«Morire di lavoro è una guerra della quale pochi sembrano davvero interessarsi». È particolarmente dura la presa di posizione dei sindacati, all’indomani dell’incidente mortale che ha coinvolto Zeljko Manarin (nella foto tratta da Facebook), 57enne travolto da un macchinario. E rimasto ucciso, nella zona industriale di Paludi, in Alpago.
A intervenire, in particolare, sono i segretari generali di Cgil Belluno, Cisl Belluno Treviso e Uil Belluno, Denise Casanova, Massimiliano Paglini e Sonia Bridda: «Questo è un fenomeno che non riusciamo ad arginare. Evidentemente la legislazione esistente non è sufficiente ed è addirittura stata peggiorata, per quanto riguarda l’ambito degli appalti. Il lavoro sicuro costa di più, ma è un investimento per il futuro che va fatto. Vanno potenziati i corsi di formazione sulla sicurezza, sono necessari il rigoroso rispetto e la rigorosa applicazione dei contratti collettivi sottoscritti da Cgil, Cisl e Uil. In più, da un lato va aumentata in maniera massiccia la cultura della sicurezza, dall’altro vanno snelliti alcuni aspetti troppo burocratizzati».
I segretari guardano avanti: «Stiamo definendo gli aspetti operativi per avviare il Fondo vittime sul lavoro – proseguono Casanova, Paglini e Bridda –; un Fondo di tutta e per tutta la comunità bellunese, ma non basta rincorrere soluzioni dopo che i fatti sono avvenuti e padri e madri di famiglia non faranno più ritorno a casa.
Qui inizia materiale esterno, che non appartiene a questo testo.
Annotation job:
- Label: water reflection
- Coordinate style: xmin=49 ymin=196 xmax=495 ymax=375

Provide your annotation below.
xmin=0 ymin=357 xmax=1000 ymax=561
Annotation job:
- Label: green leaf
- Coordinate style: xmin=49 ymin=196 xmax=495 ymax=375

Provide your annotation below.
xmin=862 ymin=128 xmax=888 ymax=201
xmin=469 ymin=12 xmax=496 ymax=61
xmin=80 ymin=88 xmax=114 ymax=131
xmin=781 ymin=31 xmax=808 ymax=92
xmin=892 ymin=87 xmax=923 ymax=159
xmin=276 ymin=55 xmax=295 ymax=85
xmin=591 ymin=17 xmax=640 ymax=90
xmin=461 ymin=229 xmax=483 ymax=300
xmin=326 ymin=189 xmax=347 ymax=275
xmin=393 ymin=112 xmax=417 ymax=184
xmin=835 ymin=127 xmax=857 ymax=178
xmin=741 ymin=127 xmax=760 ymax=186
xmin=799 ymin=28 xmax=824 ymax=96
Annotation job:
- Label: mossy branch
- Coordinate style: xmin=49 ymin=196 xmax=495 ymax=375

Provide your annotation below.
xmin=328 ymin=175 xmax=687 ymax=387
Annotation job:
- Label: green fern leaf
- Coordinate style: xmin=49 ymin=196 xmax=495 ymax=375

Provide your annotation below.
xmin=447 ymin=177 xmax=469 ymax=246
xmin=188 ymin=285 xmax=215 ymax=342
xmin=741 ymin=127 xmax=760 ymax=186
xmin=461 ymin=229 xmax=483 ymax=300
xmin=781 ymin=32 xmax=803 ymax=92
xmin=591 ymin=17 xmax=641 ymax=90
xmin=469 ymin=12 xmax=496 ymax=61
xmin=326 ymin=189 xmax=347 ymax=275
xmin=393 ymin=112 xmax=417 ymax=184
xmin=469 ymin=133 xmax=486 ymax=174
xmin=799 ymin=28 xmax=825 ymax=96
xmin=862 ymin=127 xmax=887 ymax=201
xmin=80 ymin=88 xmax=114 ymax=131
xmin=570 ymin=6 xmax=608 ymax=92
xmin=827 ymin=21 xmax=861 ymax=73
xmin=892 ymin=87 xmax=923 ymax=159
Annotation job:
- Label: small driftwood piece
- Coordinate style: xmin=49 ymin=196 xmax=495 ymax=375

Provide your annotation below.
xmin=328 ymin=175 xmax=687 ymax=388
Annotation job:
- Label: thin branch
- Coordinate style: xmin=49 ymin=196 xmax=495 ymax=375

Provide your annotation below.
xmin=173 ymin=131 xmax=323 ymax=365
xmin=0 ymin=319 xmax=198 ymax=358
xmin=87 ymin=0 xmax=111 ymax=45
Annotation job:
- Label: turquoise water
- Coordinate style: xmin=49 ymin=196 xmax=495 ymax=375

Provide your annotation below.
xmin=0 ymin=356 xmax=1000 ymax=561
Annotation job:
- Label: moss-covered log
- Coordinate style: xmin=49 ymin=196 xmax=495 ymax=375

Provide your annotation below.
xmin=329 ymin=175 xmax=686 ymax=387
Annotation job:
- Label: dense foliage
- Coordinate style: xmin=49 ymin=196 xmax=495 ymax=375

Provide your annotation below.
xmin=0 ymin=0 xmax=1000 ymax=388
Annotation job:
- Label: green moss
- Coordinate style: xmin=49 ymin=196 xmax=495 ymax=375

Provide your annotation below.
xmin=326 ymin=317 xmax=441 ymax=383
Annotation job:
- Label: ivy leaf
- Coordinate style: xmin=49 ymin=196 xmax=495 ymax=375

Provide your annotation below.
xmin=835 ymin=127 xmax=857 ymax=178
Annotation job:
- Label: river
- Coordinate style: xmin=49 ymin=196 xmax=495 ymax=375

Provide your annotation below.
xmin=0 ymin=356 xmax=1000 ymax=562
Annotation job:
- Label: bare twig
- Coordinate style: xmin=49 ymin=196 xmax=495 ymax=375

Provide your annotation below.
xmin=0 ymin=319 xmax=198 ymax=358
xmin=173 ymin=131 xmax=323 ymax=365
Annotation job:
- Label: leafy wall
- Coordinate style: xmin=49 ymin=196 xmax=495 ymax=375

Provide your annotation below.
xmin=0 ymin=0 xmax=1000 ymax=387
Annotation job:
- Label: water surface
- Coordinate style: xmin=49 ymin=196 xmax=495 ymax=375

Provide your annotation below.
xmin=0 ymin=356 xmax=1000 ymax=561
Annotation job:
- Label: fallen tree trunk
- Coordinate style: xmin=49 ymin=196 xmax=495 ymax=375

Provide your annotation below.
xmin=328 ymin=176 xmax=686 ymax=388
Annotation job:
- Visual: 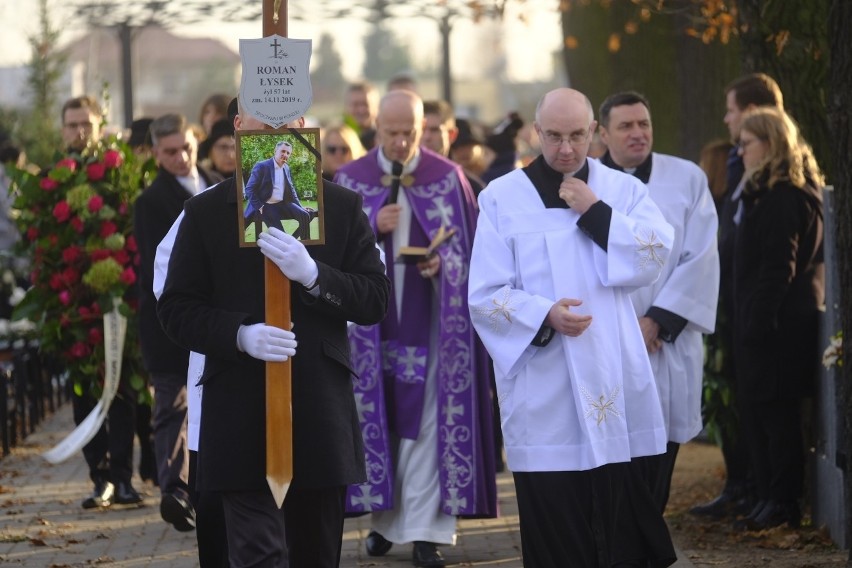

Vanno rafforzati gli organici dello Spisal, dell’Ispettorato del lavoro, di tutti gli enti preposti per aumentare controlli e prevenzione sul territorio anche perché sempre più vi sono fenomeni di sfruttamento proprio dei lavoratori stranieri, così come emerge dalla ricerca dell’Università di Padova e delle Prefetture di Belluno e Treviso presentata pochi giorni fa».
E concludono: «Non ci sono più scuse o giustificazioni – concludono Casanova, Paglini e Bridda – chiediamo una risposta corale dell’intera comunità lavorativa, economica e sociale del territorio e per questo valuteremo nei prossimi giorni quali iniziative attuare per far crescere la cultura della sicurezza, per investire in formazione, per contribuire a cambiare questo modello di sviluppo che considera la vita umana come un costo necessario per la produzione».